Here's part of a book I may never write.
Introduction
Why kids?
I read books on codes and ciphers when I was a kid and I loved them. Now I'm grown up I still like reading about codes and cryptography (and maths and science). I don't understand everything, but I reckon I can explain enough so that kids can have the same rough understanding of what's going on as me. There are still books on codes and ciphers for kids, but they don't go deep enough (note to self: check whether this is actually true before embarking on book). When I was a kid I wasn't aware that codes played that much part in life, apart from whatever spies got up to. These days however as soon as you go to a website and a padlock appears in your browser then you're using cryptography. This book still may not go deep enough for you, but hopefully it will take you deep enough to either satisfy your curiosity. You don't have to be a kid to read it, but the alliteration of the ks and cs sounds good.Why curious?

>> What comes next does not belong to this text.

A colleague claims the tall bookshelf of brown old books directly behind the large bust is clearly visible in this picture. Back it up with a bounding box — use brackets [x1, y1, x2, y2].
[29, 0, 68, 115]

You don't have to know how things work in order to use them, but if you're the sort of person who wonders what's really going on then this book is for you.A shark through a drainpipe - one way hashes
Sharks have quite prominent gills. I can imagine, (though I haven't actually done it myself), that if you put a shark down a drainpipe that was just about wide enough to take it, it would be quite hard to drag it back up the other way. Not impossible, but so hard that you wouldn't really want to bother. A one way hash is like that.
Imagine you have a really long brioche roll with chocolate chips spread along it. They are spread so that every centimetre of roll either has one or no chocolate chips in it. You could chop this roll into 32cm pieces and then compare one pair of pieces side by side like this.
If one of the rolls has a chocolate chip at that point then you transfer that chip to a new roll at the same point.
If neither of the rolls has a chocolate chip then the new roll doesn't get one either.
If both have a chip then the new roll doesn't get one.
This set of rules is called the XOR function (exclusive or - one or the other but not both).
You then compare another 32cm length with the new roll until you've used up all the roll. (If the last bit is less than 32cm long then assume that it's actually 32cm long with no chips in the bits that aren't there.) At the end of it you'll have a brioche roll with a pattern of chocolate chips and gaps. As there's no randomness if you start with a certain pattern in your original roll then you'll always end up with the same pattern in the final roll. A set of rules used in this way is called a hash function. In practise hash functions are more complicated.
This is a one way hash. There could be two different original patterns that end up with the same final pattern. However to try and work backwards from the final roll to work out the original roll is hard - like dragging the shark backwards through the drainpipe. So it's not exactly one way, but near enough.
You could come up with different rules of chopping and combining and a good hash function will mean that if you start out with two original rolls that only have one chocolate chip difference the final roll will be really different.
So what's the use of a hash function? One thing you can do with it is to check that a file that you've downloaded is complete and hasn't got corrupted on the way. If the site you download the file tells you the hash of the file then you can use a program to work the hash of your file and if it matches then it is very probably the same as the original. Like the two rolls that are only different by one chocolate chip, a small corruption would give you a different hash, so it's really unlikely that the file would be corrupted in such as way that it's different to the original, but has the same hash.
Hashes and cryptography
One way that hashes are used in cryptography is when checking passwords. If a computer had a list of usernames and passwords in a file somewhere, and someone got that file, then they could log in as any one of those users. So the passwords are stored in hashed form. When someone types in their password it's hashed in the same way and then checked against the stored password. This is where the "really hard to find another thing that when hashed gives the same result" property is important.